Speed up PyTorch with custom kernels | Alex Dremov

nimda January 9, 2025

0 22 4 minutes read

Speed up PyTorch with custom kernels | Alex Dremov

We'll start with torch.compile, move on to writing a custom Triton kernel, and finally get into designing a CUDA kernel.

Read for free at alexdremov.me

PyTorch offers incredible flexibility, allowing you to code GPU-accelerated operations in seconds. However, this convenience comes at a cost. PyTorch executes your code sequentially, resulting in much less performance. This translates into slower model training, which affects your test iteration cycle, your team's resilience, financial implications, and more.

In this post, I'll explore three techniques to speed up your PyTorch performance. Each method is used softmax like our “Hello World” demo, but you can replace it with any activity you like, and the methods discussed will still work.

We will begin torch.combinemove on to writing a custom Triton kernel, and finally into designing a CUDA kernel.

So, this post might be a bit difficult, but bear with me.

💥 “Wait, you just open one function call and it speeds up your code? Is that all? It sounds too good to be true. “

— Yes.

I torch.compile a relatively new API in PyTorch that uses runtime graph capture and kernel integration under the hood . With a single decorator, you can see speed improvements without significant changes to your code.

Simply speaking, for example, we can speed up calculations by combining operations into a single GPU operation, which eliminates separate GPU calls.
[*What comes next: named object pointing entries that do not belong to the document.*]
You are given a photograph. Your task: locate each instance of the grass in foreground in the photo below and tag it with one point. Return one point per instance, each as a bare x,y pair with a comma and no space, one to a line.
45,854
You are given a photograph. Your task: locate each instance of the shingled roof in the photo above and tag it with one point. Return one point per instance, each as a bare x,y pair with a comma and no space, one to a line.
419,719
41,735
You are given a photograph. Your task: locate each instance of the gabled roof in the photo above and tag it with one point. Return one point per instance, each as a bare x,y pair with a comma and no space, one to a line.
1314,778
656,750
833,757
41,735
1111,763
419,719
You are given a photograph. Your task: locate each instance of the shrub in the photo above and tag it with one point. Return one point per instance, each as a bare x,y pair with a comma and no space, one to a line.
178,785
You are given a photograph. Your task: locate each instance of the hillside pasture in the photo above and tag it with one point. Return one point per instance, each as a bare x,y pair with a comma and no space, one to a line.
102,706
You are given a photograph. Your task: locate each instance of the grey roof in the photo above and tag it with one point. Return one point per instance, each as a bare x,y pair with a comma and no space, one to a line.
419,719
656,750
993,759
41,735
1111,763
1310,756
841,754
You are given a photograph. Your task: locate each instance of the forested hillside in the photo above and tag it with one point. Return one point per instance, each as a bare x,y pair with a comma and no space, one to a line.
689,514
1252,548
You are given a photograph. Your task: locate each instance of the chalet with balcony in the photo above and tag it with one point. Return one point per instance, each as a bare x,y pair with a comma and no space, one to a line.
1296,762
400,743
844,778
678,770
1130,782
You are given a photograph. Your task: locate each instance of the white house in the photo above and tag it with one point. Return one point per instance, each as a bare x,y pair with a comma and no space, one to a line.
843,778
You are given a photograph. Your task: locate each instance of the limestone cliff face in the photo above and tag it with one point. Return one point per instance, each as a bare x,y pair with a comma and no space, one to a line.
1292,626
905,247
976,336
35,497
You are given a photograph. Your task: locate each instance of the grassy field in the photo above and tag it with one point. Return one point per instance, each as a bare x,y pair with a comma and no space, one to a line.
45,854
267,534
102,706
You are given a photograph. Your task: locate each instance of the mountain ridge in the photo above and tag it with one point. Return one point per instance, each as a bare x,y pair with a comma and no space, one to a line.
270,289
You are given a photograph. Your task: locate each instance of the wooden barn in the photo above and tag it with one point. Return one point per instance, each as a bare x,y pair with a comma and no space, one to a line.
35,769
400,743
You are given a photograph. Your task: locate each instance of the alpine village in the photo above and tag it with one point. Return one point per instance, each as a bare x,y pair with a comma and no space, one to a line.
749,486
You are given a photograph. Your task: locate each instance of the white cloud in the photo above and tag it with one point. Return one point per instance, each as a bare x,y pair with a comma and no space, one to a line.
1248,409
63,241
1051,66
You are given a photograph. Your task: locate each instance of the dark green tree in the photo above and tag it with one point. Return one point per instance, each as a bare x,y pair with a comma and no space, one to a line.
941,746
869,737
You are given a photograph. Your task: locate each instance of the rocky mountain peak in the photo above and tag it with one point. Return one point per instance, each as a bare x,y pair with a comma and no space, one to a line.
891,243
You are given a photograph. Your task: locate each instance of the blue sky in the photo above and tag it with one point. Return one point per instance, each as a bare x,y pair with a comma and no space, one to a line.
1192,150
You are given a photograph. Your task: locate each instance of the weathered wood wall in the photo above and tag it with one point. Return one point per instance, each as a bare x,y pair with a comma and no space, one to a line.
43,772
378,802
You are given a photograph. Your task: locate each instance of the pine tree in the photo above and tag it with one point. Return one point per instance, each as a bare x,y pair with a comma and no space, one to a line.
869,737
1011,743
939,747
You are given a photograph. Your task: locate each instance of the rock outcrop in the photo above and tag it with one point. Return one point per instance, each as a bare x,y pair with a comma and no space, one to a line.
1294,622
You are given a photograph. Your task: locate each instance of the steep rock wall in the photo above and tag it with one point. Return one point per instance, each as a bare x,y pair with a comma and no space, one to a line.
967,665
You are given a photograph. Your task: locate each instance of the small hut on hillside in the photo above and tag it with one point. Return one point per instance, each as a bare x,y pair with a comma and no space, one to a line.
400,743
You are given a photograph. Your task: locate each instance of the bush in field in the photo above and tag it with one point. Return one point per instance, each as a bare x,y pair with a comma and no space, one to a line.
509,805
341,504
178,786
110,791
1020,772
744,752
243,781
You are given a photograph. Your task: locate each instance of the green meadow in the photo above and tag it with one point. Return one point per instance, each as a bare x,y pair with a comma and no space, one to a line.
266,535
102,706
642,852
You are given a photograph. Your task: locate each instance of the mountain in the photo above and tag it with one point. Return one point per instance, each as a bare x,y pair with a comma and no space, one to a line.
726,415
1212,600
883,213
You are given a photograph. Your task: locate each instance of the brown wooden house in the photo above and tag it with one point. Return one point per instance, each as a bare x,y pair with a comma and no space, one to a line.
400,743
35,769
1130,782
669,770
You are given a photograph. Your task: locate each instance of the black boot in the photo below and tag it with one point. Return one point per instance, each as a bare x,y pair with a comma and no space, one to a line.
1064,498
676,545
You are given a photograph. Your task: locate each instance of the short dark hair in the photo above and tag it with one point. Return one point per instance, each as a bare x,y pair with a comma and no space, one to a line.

Or better yet, organize a series of tasks by changing them evenly!

Such configuration is not possible in the normal mode of running PyTorch (eagerly) as it executes functions as they are called in code.

Implementation of Softmax with `torch.compile`

Below is a simple example that shows how to use and integrate the softmax function using torch.compile. Substitute a pass for your model, and your code will (hopefully) run faster.